I really can’t say enough about how important integration in a community is because psychedelics give you an opportunity to redefine who you are and reshape your assumptions about reality...
If you’re doing that in isolation, you’re not coming out in a very harmonious way. That was the lesson I learned; I took all these psychedelics as a young person and I increasingly found myself having to get away from community because I just didn’t fit in. I had all these radical ideas and I hadn’t taken the time to integrate them with other people’s ideas and societal and cultural values.
Integration groups are a fantastic way to have those conversations and bounce ideas off of others. You see reflections of yourself in other people; it’s a beautiful process of self-understanding and seeing yourself in other people. I love doing those.
We’re also doing Community Bloom events, so bigger events involving local practitioners, healing and holistic health, energy workers, yoga teachers, breathwork, sound healing, and cramming them all into one place and letting people try out different things. It’s in the realm of community building.
What new projects do you have coming up?
Right now I’m working on a new project, I’m calling it a trip-sitting network. My hope is that as we move into a more decriminalized territory with legally protected practices that we’ll see more people being able to engage with psychedelics in a way that doesn’t necessarily have to be at a retreat center or a clinic. It’s people sitting with each other and sharing the wisdom of how to hold that space in a more organic and personal way.
Clinical therapy and deeper dives in retreats are great, but what we also need is a more intimate relationship with psychedelics. Particularly mushrooms are a really good fit for trip sitting because of how gentle they are and there are not a lot of contraindications. They’re fairly easy to integrate compared to other psychedelics [like Ayahuasca].

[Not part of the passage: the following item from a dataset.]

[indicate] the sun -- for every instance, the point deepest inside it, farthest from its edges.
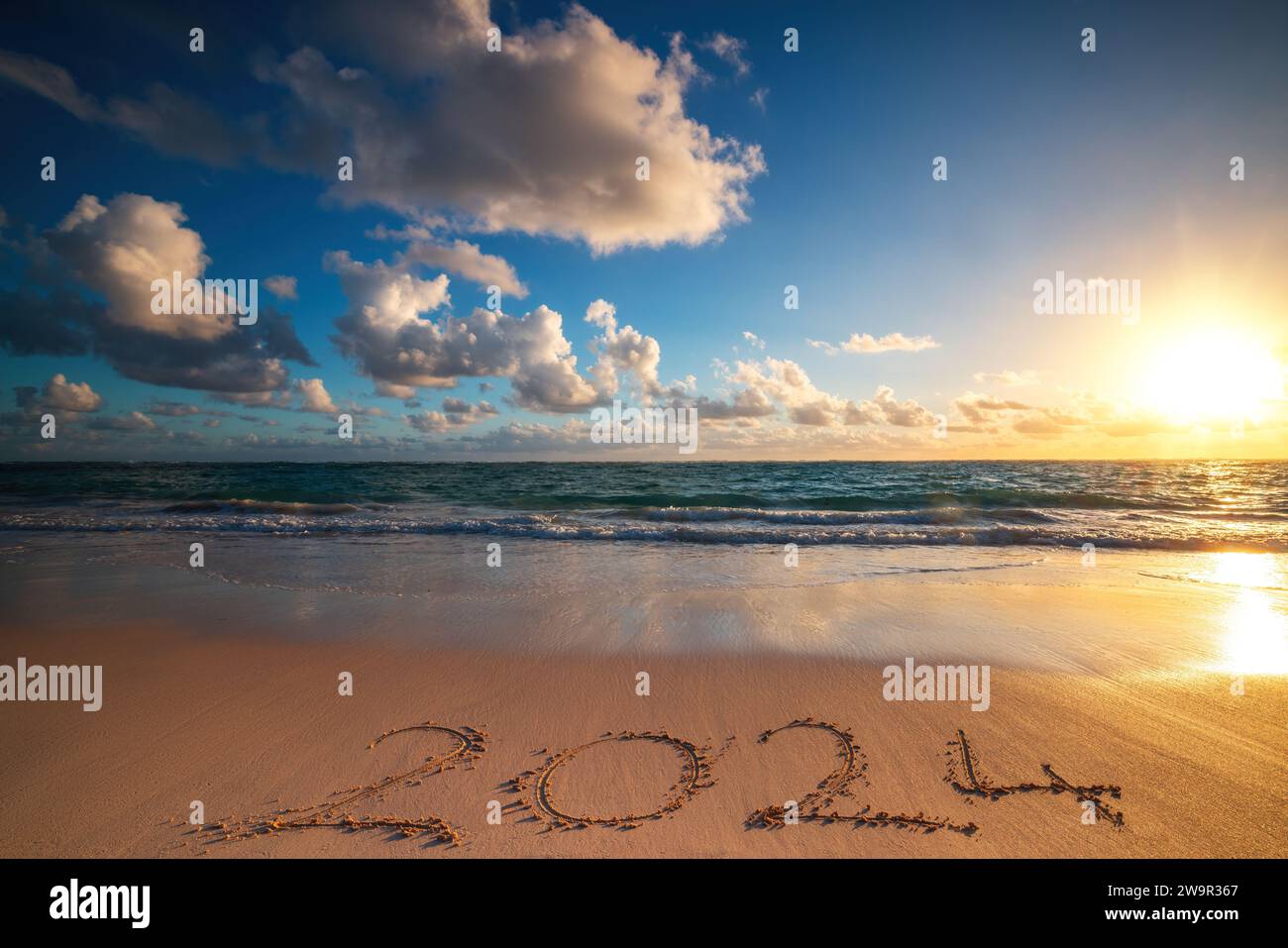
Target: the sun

Also, trip sitting practice and teaching people how to trip sit is a great way to integrate psychedelics into life. It becomes a more familiar, normalized aspect of community, this practice of being vulnerable with another person and that person respecting that vulnerability, then using it to help you move through things, like processing your own traumas and reprogramming your coping mechanisms.
I’m passionate about this because I think that it will accomplish something that legal psychedelic medicine will not be able to do very well because within a doctor’s office everything is very controlled. You’re not meant to have a personal relationship, which that can be useful with certain issues people are going through. But having that personal relationship can be valuable in making something like a psychedelic experience more meaningful, purposeful, and developing the internal awareness to be able to hold space for someone in a vulnerable space. It requires you to embody that mindset.
That open mind and more expanded mind in a way becoming a trip sitter is actually training yourself to be a tripper, too, so it’s like you learn to trip sit, you trip sit for someone, and they learn to trip sit from that experience so that they can be a sitter for another experience. It evolves organically in this way of people holding space for each other.
This is not a sophisticated skillset, it’s a simple on paper thing. What it does require is mindfulness and the ability to respect vulnerability. That’s something people in general or society in general needs to learn. You’re accomplishing a number of great things.
Eventually, I'd like to create space to teach practitioners to get into psychedelic-assisted whatever. The psychedelic society is great for those people.